Rozpoczęły się kolejne prace zabezpieczające na zapożarowanej hałdzie Wrzosy I w Pszowie. Niebezpieczeństwo lekceważą jednak motocykliści, którzy w poszukiwaniu wrażeń zamieniają zwałowisko w tor, niszcząc przy tym wykonane wcześniej okrywy izolacyjne i wzmagając pożar. Przypominamy - obowiązuje bezwzględny zakaz wstępu na hałdę!
Spółka Restrukturyzacji Kopalń S.A. ruszyła z kolejną doraźną likwidacją zjawisk pożarowych. We wtorek, 12 listopada teren przekazano firmie działającej na zlecenie spółki. Więcej pisaliśmy tutaj: Gaszenie Hałdy Wrzosy
Jak Informuje SRK, problemem jednak wciąż pozostają motocrossowcy, którzy zapożarowaną hałdę zamienili w tor przeszkód. Regularnie pojawiające się grupy rozjeżdżają powierzchnię zwałowiska, uszkadzając ją. Do powstałych pęknięć dostaje się powietrze, co wzmaga pożar.
To, co nieodpowiedzialne i nierozważne jest również niebezpieczne, bo miejscami temperatura hałdy przekracza 500 stopni. Nie pomagają oznakowania terenu, które są notorycznie lekceważone i niszczone. Mieszkańcy także regularnie zgłaszają obecność jednośladów na hałdzie. Dla wyhamowania nierozsądnego zapału SRK prowadzi wspólne patrole z policjantami z Komendy Powiatowej Policji w Wodzisławiu Śląskim oraz Komendy Wojewódzkiej Policji w Katowicach. Ceną za taką „zabawę”, poza narażaniem własnego zdrowia, jest surowy mandat. Taryfy ulgowej brak. Przypominamy, że jest to teren objęty zakazem wstępu!

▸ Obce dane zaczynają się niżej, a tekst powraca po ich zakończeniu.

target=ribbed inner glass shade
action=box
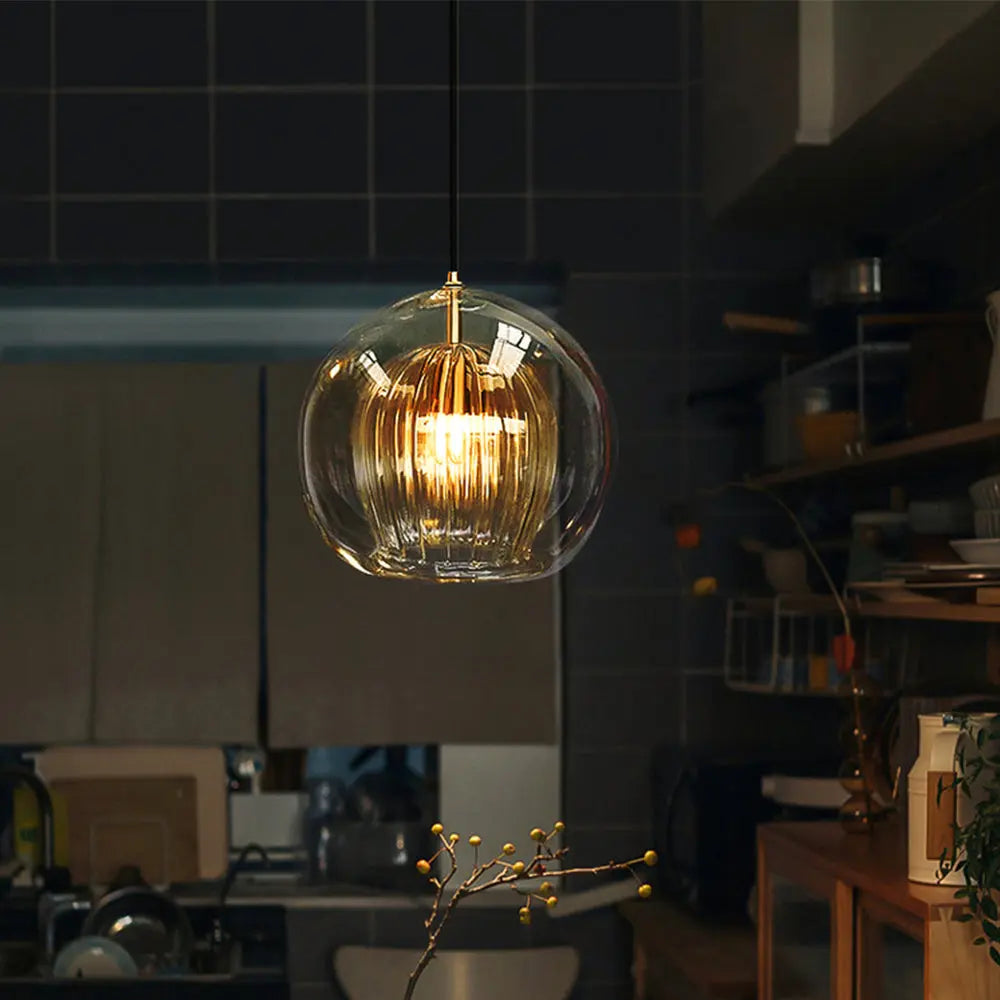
[351,343,558,573]
[301,286,612,582]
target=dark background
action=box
[0,0,1000,1000]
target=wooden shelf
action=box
[848,601,1000,624]
[740,584,1000,624]
[758,819,965,920]
[747,419,1000,488]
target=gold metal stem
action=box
[444,271,462,344]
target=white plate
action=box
[948,538,1000,566]
[52,936,139,979]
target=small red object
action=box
[674,522,701,549]
[833,634,857,674]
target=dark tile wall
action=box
[0,0,848,1000]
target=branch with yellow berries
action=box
[403,822,657,1000]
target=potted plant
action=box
[938,715,1000,965]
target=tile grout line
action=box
[48,0,59,263]
[205,0,219,264]
[0,81,682,97]
[365,0,378,260]
[524,0,537,261]
[675,0,691,746]
[4,193,700,205]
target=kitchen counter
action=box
[170,875,635,918]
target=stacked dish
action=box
[951,476,1000,566]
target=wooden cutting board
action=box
[50,777,199,885]
[36,746,229,884]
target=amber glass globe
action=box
[300,275,613,582]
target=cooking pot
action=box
[81,885,194,973]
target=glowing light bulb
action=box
[300,274,613,582]
[351,343,558,574]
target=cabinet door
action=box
[94,364,260,744]
[854,892,924,1000]
[757,842,854,1000]
[266,364,559,747]
[0,364,100,743]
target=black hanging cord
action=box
[448,0,458,271]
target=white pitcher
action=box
[907,714,965,885]
[983,289,1000,420]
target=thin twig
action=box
[403,823,656,1000]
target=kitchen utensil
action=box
[951,538,1000,566]
[740,538,812,594]
[847,510,909,583]
[347,746,421,823]
[969,476,1000,510]
[906,497,973,538]
[974,510,1000,538]
[809,257,920,308]
[983,289,1000,420]
[51,777,199,885]
[795,410,861,462]
[229,788,306,853]
[52,935,139,979]
[83,885,194,972]
[36,746,229,879]
[760,379,832,468]
[311,820,434,893]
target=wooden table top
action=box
[758,820,964,920]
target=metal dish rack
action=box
[724,594,909,697]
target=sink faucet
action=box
[0,767,56,878]
[212,842,271,954]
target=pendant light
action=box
[299,0,614,582]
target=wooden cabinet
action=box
[265,364,560,747]
[92,364,260,744]
[757,823,984,1000]
[0,364,259,744]
[0,365,101,743]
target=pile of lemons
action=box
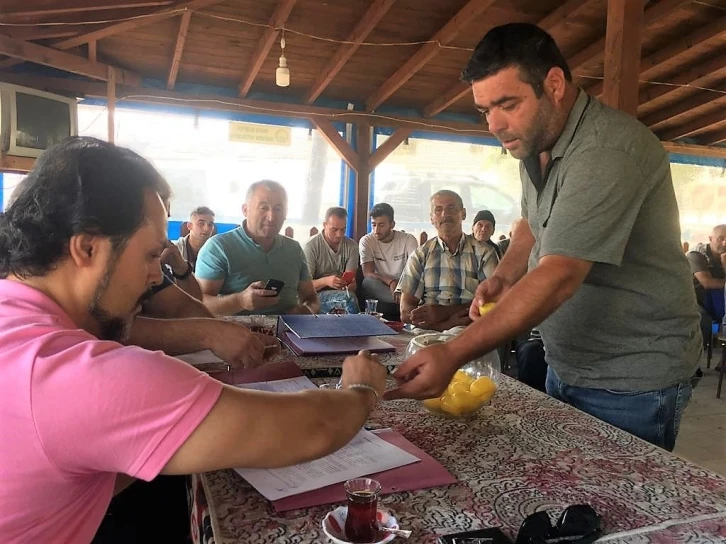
[423,370,497,417]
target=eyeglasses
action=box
[516,504,602,544]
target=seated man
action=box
[686,225,726,348]
[359,203,418,304]
[471,210,504,259]
[0,138,386,543]
[196,180,319,315]
[304,207,359,313]
[174,206,214,271]
[397,189,498,331]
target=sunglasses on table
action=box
[439,504,602,544]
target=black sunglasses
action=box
[516,504,602,544]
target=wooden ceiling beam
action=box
[304,0,396,104]
[366,0,495,111]
[423,0,590,117]
[700,129,726,145]
[0,35,141,85]
[0,0,173,23]
[0,0,224,69]
[313,119,358,172]
[0,73,493,138]
[641,85,726,128]
[662,142,726,159]
[658,111,726,142]
[51,0,224,50]
[587,13,726,96]
[567,0,691,72]
[638,53,726,107]
[166,10,193,90]
[368,128,413,172]
[239,0,297,98]
[602,0,645,115]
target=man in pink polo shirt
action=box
[0,138,385,543]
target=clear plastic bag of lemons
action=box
[406,333,501,418]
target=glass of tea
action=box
[344,478,381,543]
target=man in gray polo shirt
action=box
[388,24,701,449]
[195,180,319,315]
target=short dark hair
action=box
[0,137,171,278]
[325,206,348,222]
[189,206,214,219]
[461,23,572,97]
[370,202,393,223]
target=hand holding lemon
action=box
[423,370,497,416]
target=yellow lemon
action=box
[423,397,441,411]
[479,302,497,315]
[451,392,480,413]
[446,382,469,395]
[451,370,474,384]
[441,395,461,416]
[469,376,497,399]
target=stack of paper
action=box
[277,314,396,355]
[236,377,420,501]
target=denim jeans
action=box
[547,367,692,451]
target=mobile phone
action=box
[439,527,512,544]
[265,280,285,296]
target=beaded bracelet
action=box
[348,383,380,402]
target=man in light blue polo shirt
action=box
[195,180,320,315]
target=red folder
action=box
[272,429,457,512]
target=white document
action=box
[175,349,226,366]
[235,376,420,501]
[235,376,318,393]
[235,431,420,501]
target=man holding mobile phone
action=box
[305,206,359,313]
[195,180,319,315]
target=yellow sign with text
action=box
[229,121,292,147]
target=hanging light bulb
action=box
[275,31,290,87]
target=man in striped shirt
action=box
[396,190,498,331]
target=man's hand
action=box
[384,344,460,400]
[161,240,189,276]
[469,276,512,321]
[411,304,451,328]
[237,281,280,312]
[340,350,387,398]
[209,319,279,368]
[325,275,348,291]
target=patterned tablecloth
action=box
[191,316,726,544]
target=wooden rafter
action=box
[239,0,297,98]
[700,128,726,146]
[659,111,726,142]
[0,0,224,73]
[368,128,413,172]
[638,53,726,106]
[602,0,645,115]
[587,17,726,96]
[313,119,358,172]
[0,0,173,22]
[366,0,495,111]
[305,0,396,104]
[567,0,691,72]
[0,35,141,85]
[641,85,726,128]
[52,0,223,50]
[2,73,492,137]
[423,0,590,117]
[166,10,192,89]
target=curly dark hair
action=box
[0,137,171,278]
[461,23,572,97]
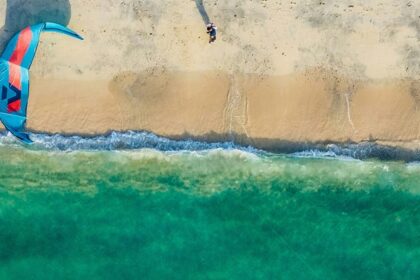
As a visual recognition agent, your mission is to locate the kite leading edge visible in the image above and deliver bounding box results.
[0,22,83,144]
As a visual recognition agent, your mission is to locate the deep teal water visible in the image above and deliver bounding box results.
[0,147,420,279]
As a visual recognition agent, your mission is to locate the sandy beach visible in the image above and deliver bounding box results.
[0,0,420,149]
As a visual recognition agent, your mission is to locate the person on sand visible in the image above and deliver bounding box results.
[207,23,217,44]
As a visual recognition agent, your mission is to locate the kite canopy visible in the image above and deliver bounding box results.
[0,22,83,143]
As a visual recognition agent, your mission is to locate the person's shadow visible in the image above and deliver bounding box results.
[0,0,71,53]
[195,0,210,25]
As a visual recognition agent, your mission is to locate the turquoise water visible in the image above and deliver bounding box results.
[0,145,420,279]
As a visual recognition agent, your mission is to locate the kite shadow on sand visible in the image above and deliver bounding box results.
[195,0,210,25]
[0,0,71,52]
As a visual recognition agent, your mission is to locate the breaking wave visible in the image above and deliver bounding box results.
[0,131,420,162]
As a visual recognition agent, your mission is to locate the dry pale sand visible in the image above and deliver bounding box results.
[0,0,420,151]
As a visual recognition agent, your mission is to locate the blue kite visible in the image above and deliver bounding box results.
[0,22,83,144]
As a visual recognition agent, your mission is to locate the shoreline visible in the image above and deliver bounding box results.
[22,68,420,144]
[0,131,420,163]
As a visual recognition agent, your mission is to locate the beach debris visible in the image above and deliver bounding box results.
[0,22,83,144]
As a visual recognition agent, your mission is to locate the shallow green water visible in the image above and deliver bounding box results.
[0,147,420,279]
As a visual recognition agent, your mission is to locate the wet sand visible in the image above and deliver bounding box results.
[0,0,420,148]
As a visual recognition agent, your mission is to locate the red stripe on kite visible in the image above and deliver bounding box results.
[9,63,22,90]
[9,27,32,65]
[7,99,20,113]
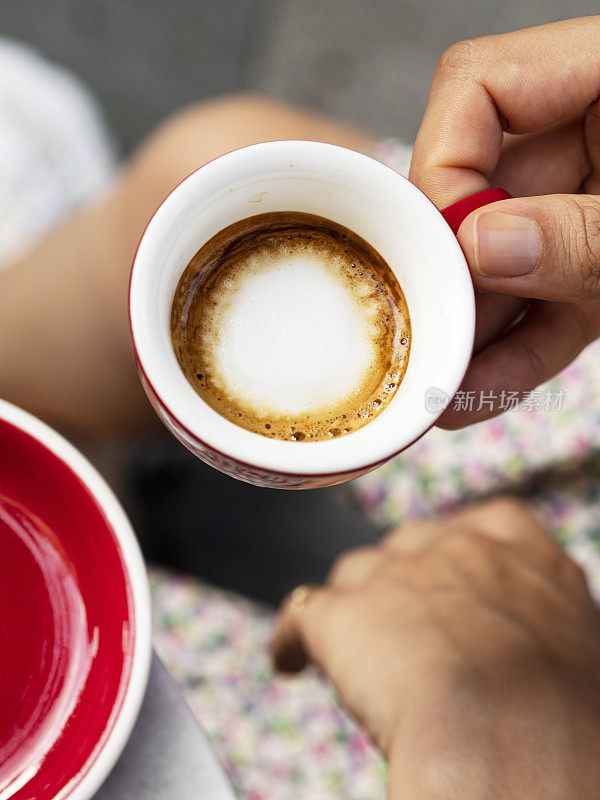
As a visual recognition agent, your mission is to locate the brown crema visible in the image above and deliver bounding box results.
[171,211,411,442]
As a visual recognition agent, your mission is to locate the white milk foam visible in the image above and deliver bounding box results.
[202,243,381,417]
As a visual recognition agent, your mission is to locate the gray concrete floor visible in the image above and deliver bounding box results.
[0,0,598,149]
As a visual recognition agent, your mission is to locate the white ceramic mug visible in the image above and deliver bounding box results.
[129,141,506,488]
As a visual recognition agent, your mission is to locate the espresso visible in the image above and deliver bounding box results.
[171,211,411,442]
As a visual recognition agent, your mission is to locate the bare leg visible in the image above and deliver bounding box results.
[0,97,373,433]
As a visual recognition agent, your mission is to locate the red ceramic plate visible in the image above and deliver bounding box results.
[0,401,150,800]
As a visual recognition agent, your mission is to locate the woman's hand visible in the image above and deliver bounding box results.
[273,500,600,800]
[410,17,600,428]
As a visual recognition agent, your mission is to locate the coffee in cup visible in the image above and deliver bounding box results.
[171,211,411,443]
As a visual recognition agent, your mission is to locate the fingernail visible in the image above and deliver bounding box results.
[475,211,540,278]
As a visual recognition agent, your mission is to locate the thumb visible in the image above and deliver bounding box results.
[457,194,600,301]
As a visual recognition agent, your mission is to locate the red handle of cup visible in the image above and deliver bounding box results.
[442,189,512,233]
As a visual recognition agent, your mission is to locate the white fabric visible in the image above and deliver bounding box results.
[0,38,116,267]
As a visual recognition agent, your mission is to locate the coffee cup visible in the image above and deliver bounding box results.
[129,141,507,489]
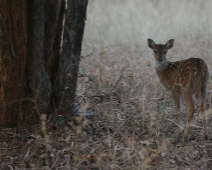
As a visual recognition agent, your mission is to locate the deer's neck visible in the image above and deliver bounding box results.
[155,60,168,71]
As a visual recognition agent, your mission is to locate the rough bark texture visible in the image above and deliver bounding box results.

Kilkukrotnie podczas patrolowania hałdy natrafiano również na rowerzystów, grupki młodzieży, a nawet na spacerującego rodzica z dziećmi. Dlatego apelujemy o zachowanie zdrowego rozsądku, bo paląca się hałda to nie atrakcja, a zagrożenie. Dodatkowo prosimy o niezwłoczne zgłaszanie na policję każdego przypadku łamania zakazu wstępu na hałdę!